Employers and entities that fall under the scope of the law are defined as entities who:

• Conduct business in Nebraska or produce products or services Nebraska residents use.
• Process or engage in the sale of personal data; and
• Are not small businesses under the federal Small Business Act (SBA), unless engaging in the sale of sensitive data without receiving prior consent from the consumer.

Requirements for businesses covered by NEDPA

Below is a high-level overview of the base requirements for any entities that fall under the NEDPA, including but not necessarily limited to:

• Responding to consumer requests within 45 days of receipt, with a possible extension of an additional 45 days when reasonably necessary.
• Informing consumers and providing instructions on how to appeal if the business declines to act on a consumer’s request.
• Establishing a process for consumers to appeal any refusal to act on a consumer request.
• Informing consumers of the result of the appeal with a written explanation of the decision within 60 days of receipt of a request for appeal.

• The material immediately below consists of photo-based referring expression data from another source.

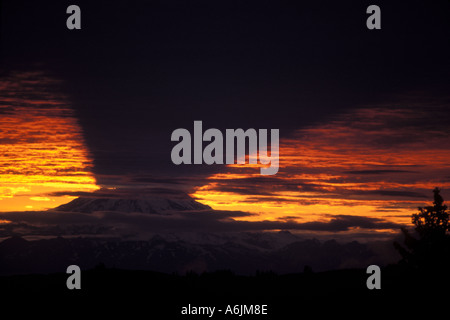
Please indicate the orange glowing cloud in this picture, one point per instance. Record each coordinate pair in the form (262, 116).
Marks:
(41, 145)
(379, 162)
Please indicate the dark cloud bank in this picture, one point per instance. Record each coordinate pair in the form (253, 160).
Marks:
(182, 240)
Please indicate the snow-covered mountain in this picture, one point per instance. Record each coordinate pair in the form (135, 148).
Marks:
(140, 203)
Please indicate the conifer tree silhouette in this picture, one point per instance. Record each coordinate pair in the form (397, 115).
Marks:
(432, 248)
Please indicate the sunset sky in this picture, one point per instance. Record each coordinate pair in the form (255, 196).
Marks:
(363, 115)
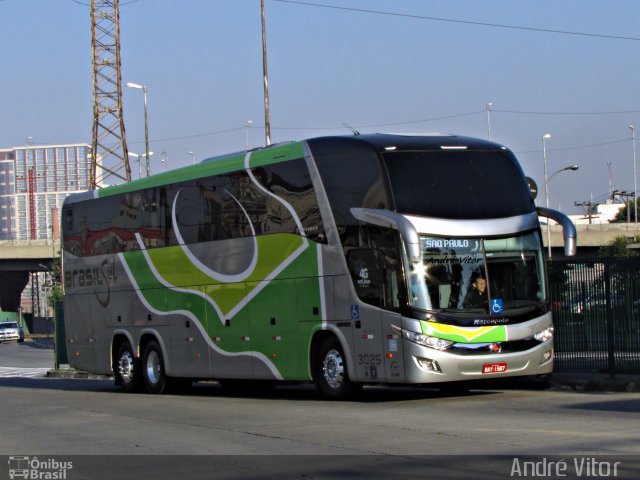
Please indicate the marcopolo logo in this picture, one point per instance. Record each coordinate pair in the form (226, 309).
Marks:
(38, 469)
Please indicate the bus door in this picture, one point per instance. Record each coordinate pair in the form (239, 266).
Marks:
(367, 273)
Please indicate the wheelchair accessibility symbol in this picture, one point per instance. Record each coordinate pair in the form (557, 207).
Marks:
(497, 306)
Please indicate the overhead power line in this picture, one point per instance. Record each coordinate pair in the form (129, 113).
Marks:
(464, 22)
(524, 112)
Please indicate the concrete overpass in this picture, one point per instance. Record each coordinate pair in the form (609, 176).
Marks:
(591, 237)
(18, 258)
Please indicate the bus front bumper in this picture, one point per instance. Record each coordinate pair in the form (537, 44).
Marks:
(426, 365)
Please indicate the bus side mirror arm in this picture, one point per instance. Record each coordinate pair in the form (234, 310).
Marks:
(568, 229)
(386, 218)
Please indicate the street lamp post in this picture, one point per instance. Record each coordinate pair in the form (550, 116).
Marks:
(139, 157)
(635, 184)
(247, 125)
(146, 124)
(545, 137)
(488, 108)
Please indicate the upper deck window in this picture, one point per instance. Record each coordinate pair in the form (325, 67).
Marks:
(458, 184)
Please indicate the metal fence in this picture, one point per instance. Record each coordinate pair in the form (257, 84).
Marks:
(596, 307)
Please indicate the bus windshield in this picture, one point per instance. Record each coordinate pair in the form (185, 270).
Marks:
(491, 276)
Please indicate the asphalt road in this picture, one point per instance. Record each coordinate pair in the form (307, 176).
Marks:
(92, 417)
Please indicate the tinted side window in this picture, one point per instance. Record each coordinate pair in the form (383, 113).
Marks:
(353, 177)
(291, 182)
(214, 208)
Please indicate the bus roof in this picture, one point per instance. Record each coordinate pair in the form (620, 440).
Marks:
(287, 151)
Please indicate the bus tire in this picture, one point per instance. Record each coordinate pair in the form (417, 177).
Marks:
(331, 374)
(126, 369)
(155, 380)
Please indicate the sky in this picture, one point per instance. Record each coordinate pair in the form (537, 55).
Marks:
(569, 68)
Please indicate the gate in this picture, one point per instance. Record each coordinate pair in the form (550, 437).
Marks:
(596, 308)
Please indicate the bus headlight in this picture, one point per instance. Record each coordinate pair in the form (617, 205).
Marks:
(544, 335)
(426, 340)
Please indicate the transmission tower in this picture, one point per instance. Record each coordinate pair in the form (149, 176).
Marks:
(110, 159)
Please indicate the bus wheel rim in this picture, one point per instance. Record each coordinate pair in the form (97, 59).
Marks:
(125, 367)
(154, 369)
(333, 368)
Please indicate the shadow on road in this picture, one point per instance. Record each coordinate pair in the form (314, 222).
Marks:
(293, 392)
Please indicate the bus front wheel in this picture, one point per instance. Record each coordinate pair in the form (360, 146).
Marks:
(332, 377)
(153, 374)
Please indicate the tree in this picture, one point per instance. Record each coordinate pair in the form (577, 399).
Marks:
(621, 216)
(618, 248)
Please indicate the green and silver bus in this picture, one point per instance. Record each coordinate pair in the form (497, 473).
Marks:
(368, 259)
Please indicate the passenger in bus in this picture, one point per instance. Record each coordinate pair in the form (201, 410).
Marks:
(477, 296)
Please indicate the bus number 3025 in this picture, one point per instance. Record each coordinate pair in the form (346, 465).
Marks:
(370, 359)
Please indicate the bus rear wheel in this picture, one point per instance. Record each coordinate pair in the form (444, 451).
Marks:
(126, 369)
(331, 374)
(153, 374)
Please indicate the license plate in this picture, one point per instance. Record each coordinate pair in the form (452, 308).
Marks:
(494, 367)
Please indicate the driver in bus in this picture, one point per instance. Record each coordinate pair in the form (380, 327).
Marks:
(477, 296)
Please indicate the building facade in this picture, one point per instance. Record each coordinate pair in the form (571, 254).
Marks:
(34, 180)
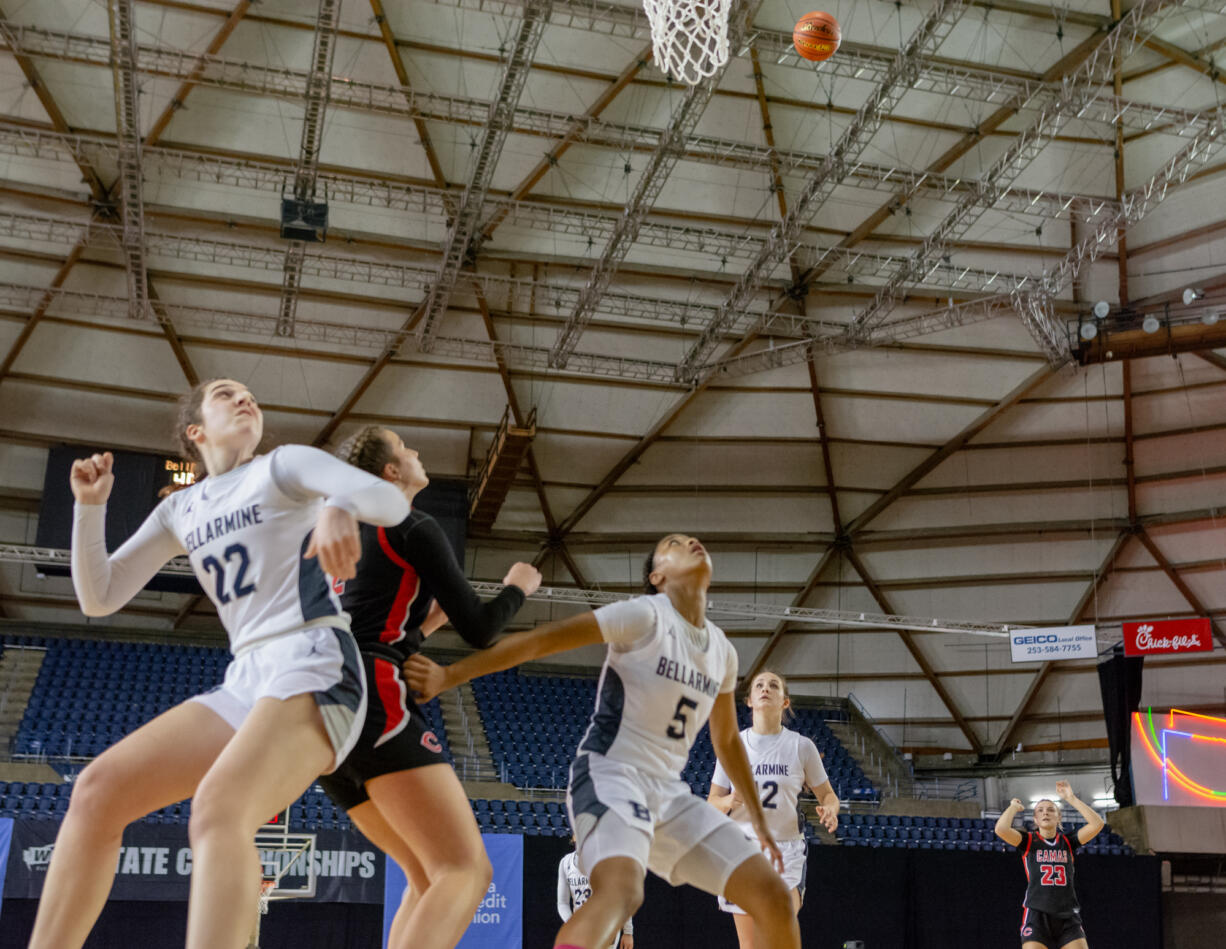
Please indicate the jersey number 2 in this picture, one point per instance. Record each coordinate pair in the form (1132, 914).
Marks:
(234, 552)
(679, 716)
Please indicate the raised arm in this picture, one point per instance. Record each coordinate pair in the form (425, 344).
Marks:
(428, 678)
(1004, 828)
(731, 754)
(722, 797)
(819, 784)
(103, 583)
(1094, 823)
(350, 495)
(305, 472)
(478, 623)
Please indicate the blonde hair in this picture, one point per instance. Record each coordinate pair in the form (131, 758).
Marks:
(788, 715)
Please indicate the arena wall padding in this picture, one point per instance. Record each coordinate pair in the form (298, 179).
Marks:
(891, 899)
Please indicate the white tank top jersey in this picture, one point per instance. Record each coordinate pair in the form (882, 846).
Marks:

If a consumer’s appeal is denied, businesses must also provide an online option for consumers to contact the Nebraska Attorney General and submit a complaint, who will exclusively enforce the law. However, the law provides a 30-day cure period before initiating an enforcement action. The Attorney General will inform the business and allow it to address the issue, if possible. NEDPA does not allow for a private right of action.

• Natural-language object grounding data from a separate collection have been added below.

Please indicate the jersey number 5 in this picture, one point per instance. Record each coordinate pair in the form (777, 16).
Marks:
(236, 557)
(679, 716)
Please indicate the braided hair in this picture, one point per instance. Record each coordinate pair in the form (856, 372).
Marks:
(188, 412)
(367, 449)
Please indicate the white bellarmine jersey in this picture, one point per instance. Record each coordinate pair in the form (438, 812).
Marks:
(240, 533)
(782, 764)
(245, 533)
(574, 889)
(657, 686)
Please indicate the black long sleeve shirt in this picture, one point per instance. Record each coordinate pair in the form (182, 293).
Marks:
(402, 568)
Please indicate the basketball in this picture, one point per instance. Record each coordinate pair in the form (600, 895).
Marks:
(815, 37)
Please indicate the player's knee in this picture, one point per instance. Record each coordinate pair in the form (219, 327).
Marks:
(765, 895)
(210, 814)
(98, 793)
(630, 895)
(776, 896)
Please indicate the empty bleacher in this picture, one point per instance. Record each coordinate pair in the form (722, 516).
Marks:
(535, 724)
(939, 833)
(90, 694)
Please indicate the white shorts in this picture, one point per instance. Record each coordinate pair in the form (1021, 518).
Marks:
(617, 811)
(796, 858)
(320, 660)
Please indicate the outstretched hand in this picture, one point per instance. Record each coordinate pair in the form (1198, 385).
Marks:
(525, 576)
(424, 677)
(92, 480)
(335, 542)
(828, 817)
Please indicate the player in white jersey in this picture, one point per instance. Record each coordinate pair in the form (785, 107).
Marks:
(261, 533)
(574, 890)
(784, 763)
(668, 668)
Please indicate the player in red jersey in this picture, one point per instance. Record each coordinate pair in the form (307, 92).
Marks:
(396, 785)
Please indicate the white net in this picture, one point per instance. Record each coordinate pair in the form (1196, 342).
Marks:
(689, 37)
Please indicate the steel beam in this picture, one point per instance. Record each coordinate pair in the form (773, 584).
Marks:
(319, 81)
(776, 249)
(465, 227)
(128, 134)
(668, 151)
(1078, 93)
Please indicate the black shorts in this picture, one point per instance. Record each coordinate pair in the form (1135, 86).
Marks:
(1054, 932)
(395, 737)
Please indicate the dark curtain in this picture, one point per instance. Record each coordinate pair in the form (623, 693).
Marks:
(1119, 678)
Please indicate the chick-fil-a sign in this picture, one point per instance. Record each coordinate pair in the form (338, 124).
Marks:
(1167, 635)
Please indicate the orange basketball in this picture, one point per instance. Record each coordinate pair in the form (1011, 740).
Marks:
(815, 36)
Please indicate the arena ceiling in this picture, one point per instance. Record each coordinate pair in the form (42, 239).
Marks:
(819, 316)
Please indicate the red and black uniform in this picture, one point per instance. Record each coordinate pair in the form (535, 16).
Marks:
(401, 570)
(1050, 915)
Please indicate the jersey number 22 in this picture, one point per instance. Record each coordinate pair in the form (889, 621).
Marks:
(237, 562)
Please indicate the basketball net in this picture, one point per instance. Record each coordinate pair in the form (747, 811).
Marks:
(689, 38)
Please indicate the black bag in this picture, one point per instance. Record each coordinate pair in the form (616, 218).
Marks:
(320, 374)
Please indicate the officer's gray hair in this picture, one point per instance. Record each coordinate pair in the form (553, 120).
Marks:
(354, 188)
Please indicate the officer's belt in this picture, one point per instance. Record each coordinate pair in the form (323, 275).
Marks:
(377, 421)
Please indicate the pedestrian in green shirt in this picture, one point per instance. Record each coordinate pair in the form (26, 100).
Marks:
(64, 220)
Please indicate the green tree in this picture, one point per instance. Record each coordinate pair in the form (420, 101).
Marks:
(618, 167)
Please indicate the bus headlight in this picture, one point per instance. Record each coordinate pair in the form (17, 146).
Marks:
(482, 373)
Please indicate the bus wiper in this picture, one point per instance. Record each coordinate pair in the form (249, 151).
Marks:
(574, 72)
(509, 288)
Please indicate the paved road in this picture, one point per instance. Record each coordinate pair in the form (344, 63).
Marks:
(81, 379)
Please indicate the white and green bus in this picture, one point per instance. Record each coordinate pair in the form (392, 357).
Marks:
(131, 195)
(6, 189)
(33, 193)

Privacy notice requirements

Covered entities must also provide consumers with a “reasonably clear and accessible” privacy notice, including:

• The categories of personal data that the business processes.
• The purposes for processing personal data.
• A list of all categories of personal data that a business shares with third parties.
• The categories of third parties with which the business shares personal data.
• Details on how consumers can exercise their rights under the law, including the process for appeals of denials of consumer requests.
• A description of each method through which a consumer may submit a request to exercise a consumer right under NEDPA.

Consumer privacy laws may continue expanding

Kicking off the new year with another state-level data privacy law indicates that similar laws may be enacted across the country. Data privacy laws are also a relatively new compliance measure that employers must follow, so amendments and changes to improve current laws and promote fairer practices could be around the corner.

It is important to note that, like many other recent state-level privacy laws enacted, the NEDPA applies to entities and businesses interacting with employees and consumers in the state and is not specific to employers and entities operating within the state. The full text of the law can be found here, along with the full details about its application and enforcement. Employers should consult their legal counsel before taking any action.

This article is for informational purposes only and does not constitute legal advice. Hiring professionals, HR professionals, and administrators should consult their legal counsel to ensure all actions comply with the law.